Copies exécutoires REPUBLIQUE FRANCAISE

délivrées le : AU NOM DU PEUPLE FRANCAIS

COUR D'APPEL DE PARIS

Pôle 6 - Chambre 10

ARRET DU 19 SEPTEMBRE 2024

(n° , 1 pages)

Numéro d'inscription au répertoire général : N° RG 21/01141 - N° Portalis 35L7-V-B7F-CDCEK

Décision déférée à la Cour : Jugement du 17 Décembre 2020 -Conseil de Prud'hommes - Formation paritaire de PARIS - RG n°

APPELANTE

Madame [V] [Z]

[Adresse 1]

[Localité 3]

Représentée par Me Marc DESMICHELLE, avocat au barreau de PARIS

INTIMEE

S.A.S. [W] [D] & ASSOCI''S

[Adresse 2]

[Localité 4]

Représentée par Me Véronique PETIT GUILLOTEAU, avocat au barreau de PARIS, toque : R249

COMPOSITION DE LA COUR :

En application des dispositions des articles 805 et 907 du code de procédure civile, l'affaire a été débattue le 22 Mai 2024, en audience publique, les avocats ne s'y étant pas opposés, devant Madame Gwenaelle LEDOIGT, Présidente, chargée du rapport.

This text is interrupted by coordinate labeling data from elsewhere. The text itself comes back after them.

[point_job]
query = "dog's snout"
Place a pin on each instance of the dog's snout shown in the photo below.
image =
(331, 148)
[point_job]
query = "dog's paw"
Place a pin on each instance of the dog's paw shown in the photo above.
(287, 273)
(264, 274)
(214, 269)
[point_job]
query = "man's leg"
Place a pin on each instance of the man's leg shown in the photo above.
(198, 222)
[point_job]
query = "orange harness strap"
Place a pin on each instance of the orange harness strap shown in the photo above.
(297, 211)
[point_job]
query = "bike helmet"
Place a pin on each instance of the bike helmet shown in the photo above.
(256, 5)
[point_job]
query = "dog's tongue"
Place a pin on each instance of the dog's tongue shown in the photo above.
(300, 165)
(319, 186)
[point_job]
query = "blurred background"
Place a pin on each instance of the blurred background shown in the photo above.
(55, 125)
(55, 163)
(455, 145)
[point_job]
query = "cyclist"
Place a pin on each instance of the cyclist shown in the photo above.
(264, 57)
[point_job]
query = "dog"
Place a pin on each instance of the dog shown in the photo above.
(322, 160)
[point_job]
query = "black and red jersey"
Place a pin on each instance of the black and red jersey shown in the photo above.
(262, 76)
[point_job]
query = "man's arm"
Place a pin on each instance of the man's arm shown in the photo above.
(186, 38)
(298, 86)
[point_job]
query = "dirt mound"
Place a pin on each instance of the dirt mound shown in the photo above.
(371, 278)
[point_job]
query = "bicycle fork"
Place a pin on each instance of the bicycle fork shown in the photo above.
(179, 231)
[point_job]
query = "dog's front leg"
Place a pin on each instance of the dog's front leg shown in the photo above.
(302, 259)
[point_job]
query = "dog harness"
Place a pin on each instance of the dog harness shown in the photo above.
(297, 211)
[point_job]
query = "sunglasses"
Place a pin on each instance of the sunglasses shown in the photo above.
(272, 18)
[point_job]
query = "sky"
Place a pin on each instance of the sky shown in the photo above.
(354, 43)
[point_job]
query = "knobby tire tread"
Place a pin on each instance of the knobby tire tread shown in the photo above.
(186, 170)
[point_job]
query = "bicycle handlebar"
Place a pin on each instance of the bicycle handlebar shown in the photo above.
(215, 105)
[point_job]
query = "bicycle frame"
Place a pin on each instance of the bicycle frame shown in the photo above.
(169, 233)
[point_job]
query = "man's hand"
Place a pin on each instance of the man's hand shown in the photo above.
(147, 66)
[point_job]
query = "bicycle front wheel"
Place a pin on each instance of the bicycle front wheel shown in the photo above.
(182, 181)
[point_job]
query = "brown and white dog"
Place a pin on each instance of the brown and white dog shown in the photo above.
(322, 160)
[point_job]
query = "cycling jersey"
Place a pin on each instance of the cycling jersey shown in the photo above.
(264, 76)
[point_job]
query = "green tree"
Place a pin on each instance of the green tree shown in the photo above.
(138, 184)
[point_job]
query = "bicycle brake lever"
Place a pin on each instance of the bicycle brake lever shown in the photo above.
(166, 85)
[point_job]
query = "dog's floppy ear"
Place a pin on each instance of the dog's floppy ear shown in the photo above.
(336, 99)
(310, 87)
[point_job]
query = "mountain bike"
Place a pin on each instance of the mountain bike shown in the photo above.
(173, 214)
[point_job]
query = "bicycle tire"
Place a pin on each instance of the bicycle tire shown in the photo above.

Ce magistrat a rendu compte des plaidoiries dans le délibéré de la Cour, entendu en son rapport, composée de :

Madame Gwenaelle LEDOIGT, Présidente de la chambre

Madame Carine SONNOIS, Présidente de la chambre

Madame Véronique BOST, Conseillère de la chambre

Greffier : lors des débats : Mme Sonia BERKANE

ARRET :

- contradictoire

- mis à disposition de l'arrêt au greffe de la Cour, les parties en ayant été préalablement avisées dans les conditions prévues au deuxième alinéa de l'article 450 du code de procédure civile.

- signé par Madame Gwenaelle LEDOIGT, Présidente et par Sonia BERKANE, Greffière, à laquelle la minute de la décision a été remise par le magistrat signataire.

EXPOSE DU LITIGE :

Mme [V] [Z] a été engagée par la société [W] [D] et associés, suivant contrat de travail à durée indéterminée en date du 1er septembre 2010, en qualité de Responsable des opérations.

La société [W] [D] et associés est un cabinet de recrutement dirigé par sa fondatrice Mme [W] [D], dont l'activité est axée sur le placement de cadres de haut niveau dans les entreprises à forte image de marque.

Dans le dernier état des relations contractuelles régies par la convention collective, la salariée percevait une rémunération mensuelle brute de 7 906,80 euros à laquelle s'ajoutait une rémunération variable égale à 20 % de sa rémunération annuelle brute.

Le 19 juin 2018, Mme [Z] a été convoquée à un entretien préalable fixé au 2 juillet suivant. Cette convocation était assortie d'une mise à pied à titre conservatoire.

Le 5 juillet 2018, la salariée s'est vu notifier un licenciement pour cause réelle et sérieuse, libellé dans les termes suivants :

« Vous êtes salariée de notre société depuis le 1er septembre 2010 et vous occupez, sous mon autorité hiérarchique directe, le poste de Directrice des Opérations.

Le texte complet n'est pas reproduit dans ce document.